早稲田大学で今井兼次、明石信道に学んで大学院博士課程を終了後、設計事務所を設立、芝浦工大に招かれて学生を指導しながら数多くの建築をつくり、名誉教授として退任して建築に取り組む。現在は教え子を代表にして現役バリバリ、僕はJIA(日本建築家協会)のいくつかの委員会でご一緒してきた。
建築誌に連載している「建築家模様」に登場いただくことになって、身近にある相田建築巡りをしてきた。
僕のイメージの中には「積木の家」がこびりついているが、評論家長谷川尭も相田自身も`線状に空に伸びる列柱群`構成に「ゆらぎ」をキイワードとした建築論を展開してきた。
論考は難解で旨く表現できないが、列柱は壁、そこで醸し出される類例の無い空間を味わうと、「ゆらぎ」というキイワードが僕のどこかで共鳴していることに気がつく。
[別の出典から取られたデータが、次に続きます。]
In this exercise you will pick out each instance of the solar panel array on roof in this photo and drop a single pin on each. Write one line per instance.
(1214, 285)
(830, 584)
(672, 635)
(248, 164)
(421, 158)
東京都戦没者霊園内を歩きながら、相田も相田に学んだ建築家も長谷川も指摘していないが、その壁による列柱が、戦没した人の姿に思えてきた。例えばフィリピン・ルソン島で戦没した僕の父がこの壁のどこかにいて、父の2倍以上を生き延びてきた僕を見ながら、かすかに微笑んでいるような気がしてきたものだ。